With Sharpton out, developer scrambles to save massive Harlem project

Teitelbaum could add 100 affordable units to win over local pol

New York /
May.May 05, 2022 01:30 PM
Bruce Teitelbaum, CEO of RPG, along with a rendering of One45 at 145th Street and Lenox Avenue (Getty Images, RPG, iStock)

Bruce Teitelbaum, CEO of RPG, along with a rendering of One45 at 145th Street and Lenox Avenue (Getty Images, RPG, iStock)

Developers of a controversial Harlem project are hoping more affordable units can be its saving grace amid opposition from local officials.

RPG CEO Bruce Teitelbaum, one of the investors behind the One45 project, plans to add more affordable housing in a proposal next week, The City reported. The pair of 363-foot towers proposed for West 145th Street and Lenox Avenue are slated to include 900 units, but only around the minimum of 220 are set to be affordable.

Teitelbaum didn’t say how many affordable units were being added, but a person familiar told the outlet it cold be around 100.

The project recently received approval from the City Planning Commission, where City Planning Chair Dan Garodnick said it was an opportunity to “put a dent” in the city’s “acute housing crisis.”

One45 has faced an uphill battle in City Council, where local member Kristin Richardson Jordan will determine its fate. The council often votes along the wishes of the local member on land use issues, known as member deference.

Jordan has said she would “only support housing in Harlem that reflects what Harlemites can afford.” The council member has called for 100 percent of the units to be affordable, including 57 percent set aside for those earning 30 percent or less of the area median income.

Such a project would not be economically feasible, but the proposal represents Jordan’s opening position in a negotiation for as much affordability as she can get.
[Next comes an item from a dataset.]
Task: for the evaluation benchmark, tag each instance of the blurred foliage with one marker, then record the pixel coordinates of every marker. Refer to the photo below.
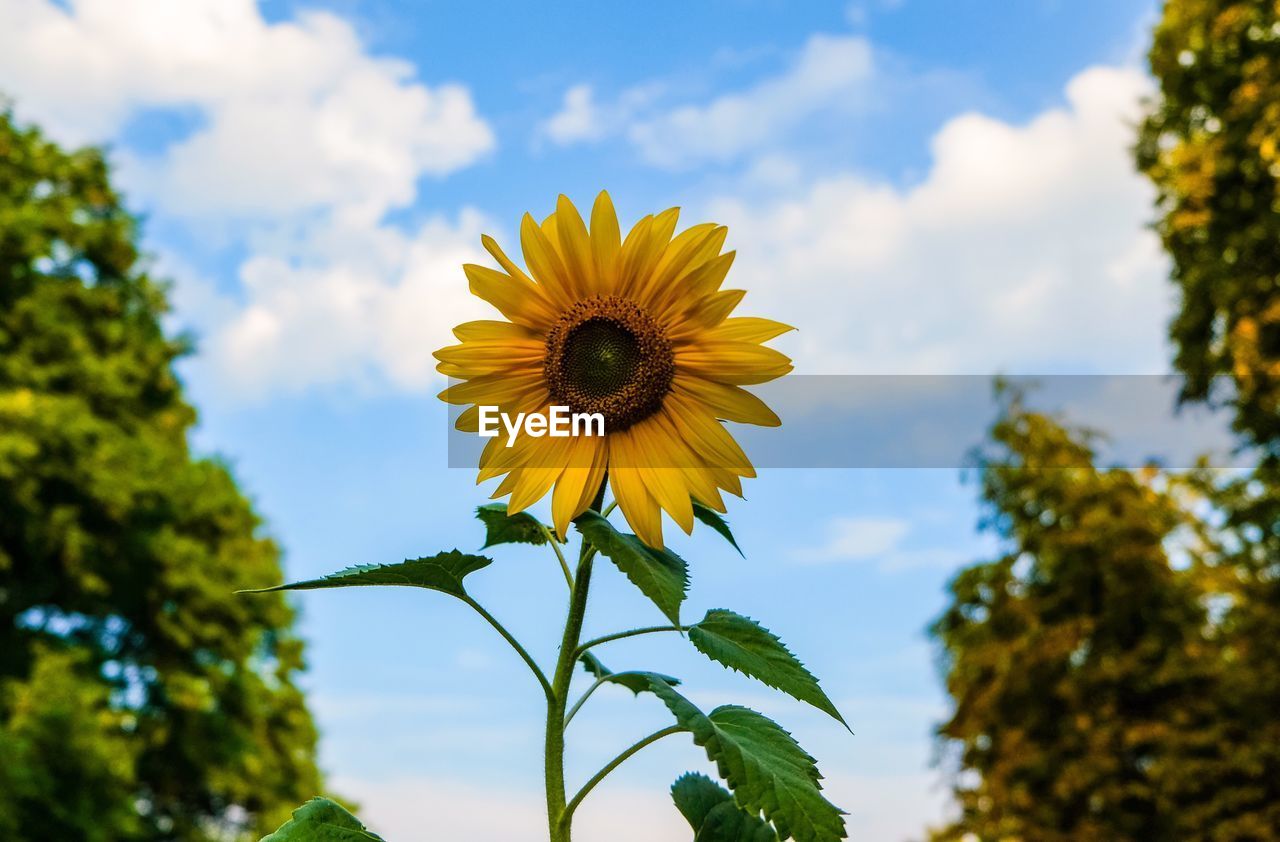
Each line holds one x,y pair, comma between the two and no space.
140,698
1211,145
1115,671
Teitelbaum can afford to add affordability because in a tightening rental market, the market-rate units should generate more revenue than previously forecast to subsidize the affordable ones.

The developer could also zag in the other direction, building only market-rate and dropping the need for a zoning change, though the project would have to be significantly smaller.

The project has been thrown into disarray by the departure of the planned civil rights museum that was part of the project. Founded by the Rev. Al Sharpton and Judge Jonathan Lippman, the museum was originally supposed to occupy 48,000 square feet at One45.

Developer Don Peebles, however, announced the museum would move to his Affirmation Tower project in Hudson Yards. Sharpton has said has not committed to it, however, and has another option available.

Sharpton has urged One45 developers to use the former museum space for affordable and senior housing.

Jordan even voiced opposition to the cultural aspect of the project, saying in a tweet the developers were “exploiting Harlem’s legacy and Black history to displace Black families while personally enriching themselves,” calling the museum a “Trojan horse.”